Baking for Nightshift- Chocolate Raspberry Brownie Cake

Last night for work I whipped up a couple of things so I could return my lovely Philipina friend's container to her. Ning (or Lady Gaga as we call her), brings me in the most most amazing Philipino food. My favourites are Adobo or Pancit so the other night I got a container of chicken adobo and rice which I had all to myself for the dinner the next night....to say this dish is delicious would be a gross understatement!!! Anyway I thought I would return her container filled with biscuits which was why I made a couple of things.

This recipe was one that I tore out from the Listener. I liked the look of it because anything chocolate and raspberry has got to be good and it also didn't have any chocolate in it. You do have to use good rich cocoa and while she recommends Valrhona, I used the fantastic Equagold cocoa which to my mind, is as good as Valrhona. This was delicious. Mine took about an extra 10 mins to cook but that was because my tin was only 20 cm square instead of 22 cm. However I'll be glad to have this on my list of quick, easy and lots of bang-for-your-buck recipes.

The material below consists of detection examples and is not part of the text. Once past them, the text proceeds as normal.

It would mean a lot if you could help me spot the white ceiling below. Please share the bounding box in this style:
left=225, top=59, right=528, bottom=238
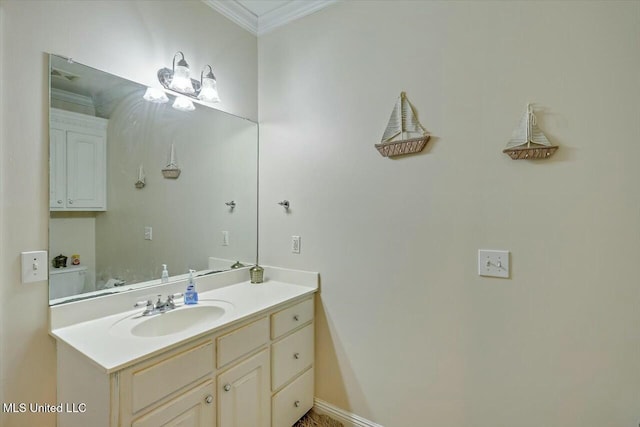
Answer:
left=236, top=0, right=291, bottom=18
left=202, top=0, right=337, bottom=36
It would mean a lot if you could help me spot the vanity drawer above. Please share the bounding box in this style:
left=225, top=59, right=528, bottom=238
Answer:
left=271, top=368, right=313, bottom=427
left=271, top=298, right=313, bottom=339
left=217, top=317, right=269, bottom=368
left=271, top=323, right=313, bottom=391
left=130, top=341, right=213, bottom=413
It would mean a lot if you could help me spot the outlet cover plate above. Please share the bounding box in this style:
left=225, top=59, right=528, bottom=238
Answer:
left=478, top=249, right=510, bottom=279
left=21, top=251, right=49, bottom=283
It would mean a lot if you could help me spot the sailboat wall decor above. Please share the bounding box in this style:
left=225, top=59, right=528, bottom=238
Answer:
left=502, top=104, right=558, bottom=160
left=375, top=92, right=430, bottom=157
left=162, top=144, right=181, bottom=179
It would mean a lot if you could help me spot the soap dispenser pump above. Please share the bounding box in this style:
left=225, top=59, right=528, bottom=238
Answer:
left=160, top=264, right=169, bottom=283
left=184, top=270, right=198, bottom=305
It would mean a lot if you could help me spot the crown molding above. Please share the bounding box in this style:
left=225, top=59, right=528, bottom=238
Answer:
left=202, top=0, right=338, bottom=36
left=258, top=0, right=337, bottom=36
left=202, top=0, right=258, bottom=35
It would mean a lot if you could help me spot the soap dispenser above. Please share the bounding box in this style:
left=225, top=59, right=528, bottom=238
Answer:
left=160, top=264, right=169, bottom=283
left=184, top=270, right=198, bottom=304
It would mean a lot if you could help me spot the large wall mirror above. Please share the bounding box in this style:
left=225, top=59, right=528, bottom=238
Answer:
left=49, top=55, right=258, bottom=304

Chocolate Raspberry Brownie Cake

200g butter
400g caster sugar
4 eggs, beaten
75g cocoa
100g plain flour
1 tsp baking powder
2 tsp vanilla
1 c fresh or frozen raspberries
Icing sugar for dusting

Preheat the oven to 170C and grease and flour a 22 cm square tin (I lined mine with baking paper too.

Cream the butter and sugar until very light and fluffy. Add the eggs a little at a time with the vanilla and beat well.

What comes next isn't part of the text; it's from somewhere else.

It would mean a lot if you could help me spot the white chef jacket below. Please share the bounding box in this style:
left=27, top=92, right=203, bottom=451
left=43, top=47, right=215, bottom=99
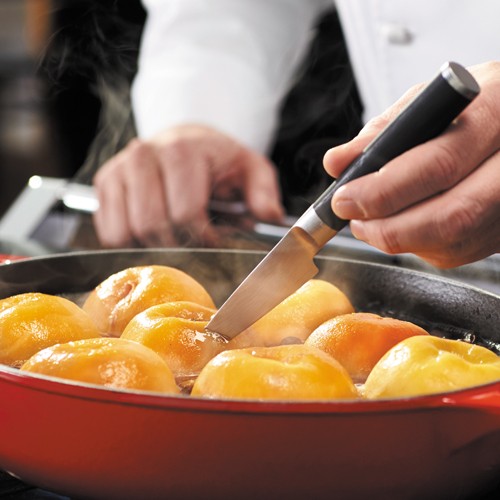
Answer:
left=132, top=0, right=500, bottom=153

Sift the dry ingredients together and fold into the butter mix carefully.

Put half the mixture into the tin, top with half the raspberries then top with the remaining mixture before topping the lot with the rest of the raspberries.

Bake about 45 min until a skewer comes out pretty much clean (mine still had crumbs on it and those pieces we yummy), and coming away from the tin. Dust with icing sugar once it has cooled.